Tornando al futuro assetto azionario di Telecom, ieri sono emerse nuove conferme circa l’atteggiamento delle banche che, su richiesta della Consob hanno chiarito le loro posizioni.

  

Direttamente interessate, anche se su piani e con prospettive diverse, sono sia Intesa Sanpaolo che Mediobanca, che hanno confermato contatti in corso con diversi investitori.

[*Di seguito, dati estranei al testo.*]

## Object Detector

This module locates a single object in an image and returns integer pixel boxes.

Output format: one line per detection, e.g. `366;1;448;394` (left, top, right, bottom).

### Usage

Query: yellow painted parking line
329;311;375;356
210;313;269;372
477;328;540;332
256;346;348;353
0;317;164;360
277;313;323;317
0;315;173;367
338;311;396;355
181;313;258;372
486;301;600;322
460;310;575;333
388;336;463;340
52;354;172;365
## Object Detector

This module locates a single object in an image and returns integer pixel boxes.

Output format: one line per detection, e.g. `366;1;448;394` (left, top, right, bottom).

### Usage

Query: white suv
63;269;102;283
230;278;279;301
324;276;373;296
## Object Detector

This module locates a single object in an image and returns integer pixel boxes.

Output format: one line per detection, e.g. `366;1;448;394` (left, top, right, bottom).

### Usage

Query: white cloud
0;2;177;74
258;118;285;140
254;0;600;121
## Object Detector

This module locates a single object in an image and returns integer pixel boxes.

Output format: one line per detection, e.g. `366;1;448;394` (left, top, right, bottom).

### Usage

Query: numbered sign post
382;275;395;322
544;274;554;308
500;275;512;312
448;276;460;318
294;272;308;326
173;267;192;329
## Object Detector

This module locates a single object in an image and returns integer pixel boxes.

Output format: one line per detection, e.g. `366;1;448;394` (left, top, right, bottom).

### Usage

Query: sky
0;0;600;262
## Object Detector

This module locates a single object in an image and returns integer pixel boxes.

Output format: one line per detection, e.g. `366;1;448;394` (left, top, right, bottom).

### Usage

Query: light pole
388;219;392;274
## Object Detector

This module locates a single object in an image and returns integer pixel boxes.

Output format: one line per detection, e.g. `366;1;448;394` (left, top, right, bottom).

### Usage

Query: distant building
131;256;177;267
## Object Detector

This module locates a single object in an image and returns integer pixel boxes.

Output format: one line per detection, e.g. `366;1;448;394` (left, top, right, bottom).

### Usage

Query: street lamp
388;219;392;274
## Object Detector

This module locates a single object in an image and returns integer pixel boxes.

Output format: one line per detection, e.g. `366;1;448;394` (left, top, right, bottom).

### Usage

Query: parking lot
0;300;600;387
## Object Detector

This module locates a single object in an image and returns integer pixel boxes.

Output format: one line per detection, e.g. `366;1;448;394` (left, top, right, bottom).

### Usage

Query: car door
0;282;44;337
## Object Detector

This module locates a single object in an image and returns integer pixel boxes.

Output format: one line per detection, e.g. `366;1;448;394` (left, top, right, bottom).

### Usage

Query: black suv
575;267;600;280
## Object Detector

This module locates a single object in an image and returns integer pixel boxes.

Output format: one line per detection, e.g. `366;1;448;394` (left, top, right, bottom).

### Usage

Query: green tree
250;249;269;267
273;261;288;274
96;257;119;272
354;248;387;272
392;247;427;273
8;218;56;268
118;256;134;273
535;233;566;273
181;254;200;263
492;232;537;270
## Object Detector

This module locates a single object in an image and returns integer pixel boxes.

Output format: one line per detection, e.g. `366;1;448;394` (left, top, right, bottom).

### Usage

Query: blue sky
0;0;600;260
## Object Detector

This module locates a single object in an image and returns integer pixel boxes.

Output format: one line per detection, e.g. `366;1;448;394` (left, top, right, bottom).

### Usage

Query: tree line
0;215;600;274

La prima, secondo alcune fonti, sarebbe pronta a rilevare il 33% di Olimpia per lasciare la restante quota – come da accordi preliminari – ai due gruppi americani, mentre Mediobanca preferirebbe una soluzione italiana o al massimo di respiro europeo. Molti rumors, inoltri, coinvolgono l’attuale numero due di Vodafone, Vittorio Colao, accreditato quale candidato privilegiato per la guida della nuova Telecom.

  

Ai margini delle discussioni restano invece Generali, UniCredit e Capitalia, che hanno prontamente smentito di fare parte di una cordata interessata all’acquisizione di quote di maggioranza del capitale di Olimpia.

  

Un quadro, dunque, ancora molto nebuloso che vede come ipotesi più accreditata la creazione di un fronte italiano guidato dagli istituti finanziari, che subentrando a Pirelli e Benetton, potrebbe condurre nuove trattative con l’alleanza tex-mex – in vista di un’eventuale riduzione della loro offerta – per poi aprirsi a una partnership industriale di portata europea.

  

Niente di nuovo emerge, tra l’altro, dalla lista dei principali soci Telecom resa nota ieri dalla Consob: Olimpia resta socia al 17,991% dal 18,007% dichiarato il 30 giugno 2005 a seguito della diluizione per gli aumenti di capitale. Hopa è ferma al 3,721%, Generali al 4,060%.

Non compaiono invece i fondi Brandes Investment che avevano il 3,6% del gruppo.